What comes to mind when you hear the term ‘Shero’? A woman who is the essence of strength, resilience, and determination—right? Her character is giving and yet a work-in-progress simultaneously. She’s our mother, professional, friend, sister, and entrepreneur all in one. But let’s be real sisters and have a true heart-to-heart. Sometimes being strong on the daily can have a negative effect on our lives, and in hindsight, negatively impact our loved ones surrounding us, as well.

Most Sheros desire to help others but deny themselves the gift of receiving help in return. Is it because we feel that our perception of strength is being stripped away? Maybe it’s because we want to be in control because we sense that’s our only option? Society has placed several expectations on our mothers to be homemakers, working moms, and caretakers all in the same capacity to the point that it’s causing an emotional deficit internally without us even realizing.

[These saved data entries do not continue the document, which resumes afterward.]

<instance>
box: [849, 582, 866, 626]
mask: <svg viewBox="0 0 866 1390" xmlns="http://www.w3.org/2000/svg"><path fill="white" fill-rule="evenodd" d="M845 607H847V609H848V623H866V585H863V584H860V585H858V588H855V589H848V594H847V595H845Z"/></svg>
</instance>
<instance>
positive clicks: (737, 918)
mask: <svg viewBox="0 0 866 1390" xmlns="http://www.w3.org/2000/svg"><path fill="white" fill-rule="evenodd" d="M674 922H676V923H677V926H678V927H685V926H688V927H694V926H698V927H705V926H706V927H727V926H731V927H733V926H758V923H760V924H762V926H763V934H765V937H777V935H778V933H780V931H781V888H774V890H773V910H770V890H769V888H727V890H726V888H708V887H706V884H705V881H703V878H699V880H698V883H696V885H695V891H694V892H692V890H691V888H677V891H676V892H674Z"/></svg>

In alignment with the notion, “that’s what a woman is supposed to do,” but why must we be prescribed these roles when responsibilities can be easily delegated?

We are constantly in Shero mode trying to function as the “Strong Woman.” Eventually, this role can create stress and burnout if not managed properly—particularly for mothers. A mother’s pride is to rescue her kids from situations they will innately learn from by making mistakes. Some mothers are primarily focused on how others perceive them because they aren’t confident that they’re living up to society’s standards.

It’s hard to be everything for everyone without also taking time to heal yourself in the process. Let’s start taking the time to develop realistic goals and standards that are achievable and less stressful overall.

Focus on creating a work–life balance by delegating tasks to others. Allow them to help rescue you from the overwhelming burnout. We have so many strenuous life demands and not enough support. So give yourself permission today to remove your cape and relax.